Philopoemen

Plutarch

Plutarch. Plutarch's Lives, Vol. X. Perrin, Bernadotte, translator. Cambridge, MA: Harvard University Press; London: William Heinemann Ltd., 1921.

Cleander was a man of the highest lineage and greatest influence among the citizens of Mantineia, but he met with reverses and was exiled from his native city. He then betook himself to Megalopolis, chiefly because of Craugis, the father of Philopoemen, a man in every way illustrious, and attached to him by ties of personal friendship.

As long as Craugis lived, Cleander’s wants were all supplied, and when Craugis died, Cleander, wishing to requite him for his hospitality, undertook the rearing of his orphan son, just as Homer says that Achilles was reared by Phoenix,[*](Cf. Iliad, ix. 438 ff. ) so that the boy’s character took on from the very outset a noble and kingly mould and growth. But as soon as Philopoemen had ceased to be a boy, Ecdemus and Megalophanes, of Megalopolis, were put in charge of him.[*](A brief biography of Philopoemen may be found in Pausanias, viii. 49-51. It agrees, in the main, with that of Plutarch. Philopoemen was born about 252 B.C.) They had been comrades of Arcesilaüs at the Academy, and beyond all men of their day had brought philosophy to bear upon political action and affairs of state.
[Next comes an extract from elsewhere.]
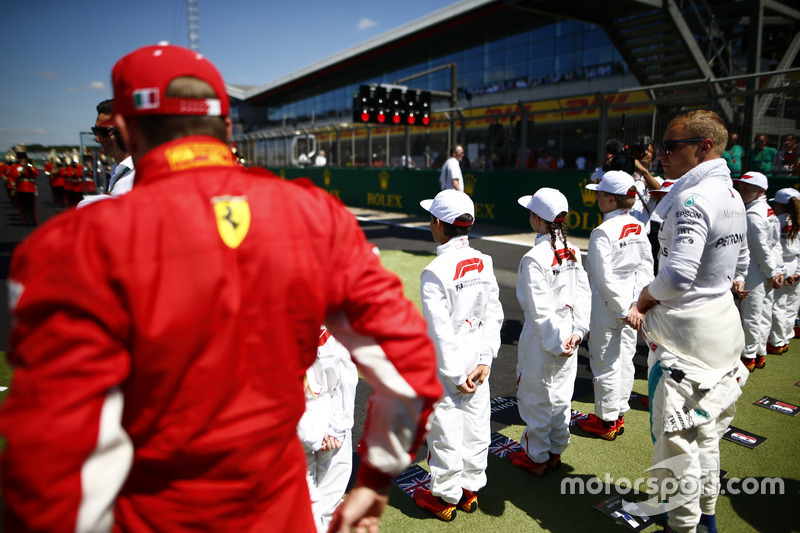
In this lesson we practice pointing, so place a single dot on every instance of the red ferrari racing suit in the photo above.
(159, 360)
They freed their own native city from tyranny, by secretly procuring men to kill Aristodemus; they joined with Aratus in expelling Nicocles the tyrant of Sicyon;[*](See the Aratus, ii.-x. ) and at the request of the people of Cyrene, whose city was full of confusion and political distemper, they sailed thither, introduced law and order, and arranged matters in the city most happily.

They themselves, however, counted the education of Philopoemen also among their many achievements, believing that their philosophical teachings had made him a common benefit to Greece. For since he was the child, as it were, of her late old age and succeeded to the virtues of her ancient commanders, Greece loved him surpassingly, and as his reputation grew, increased his power. And a certain Roman, in praising him, called him the last of the Greeks,[*](See the Aratus, xxiv. 2. ) implying that Greece produced no great man after him, nor one worthy of her.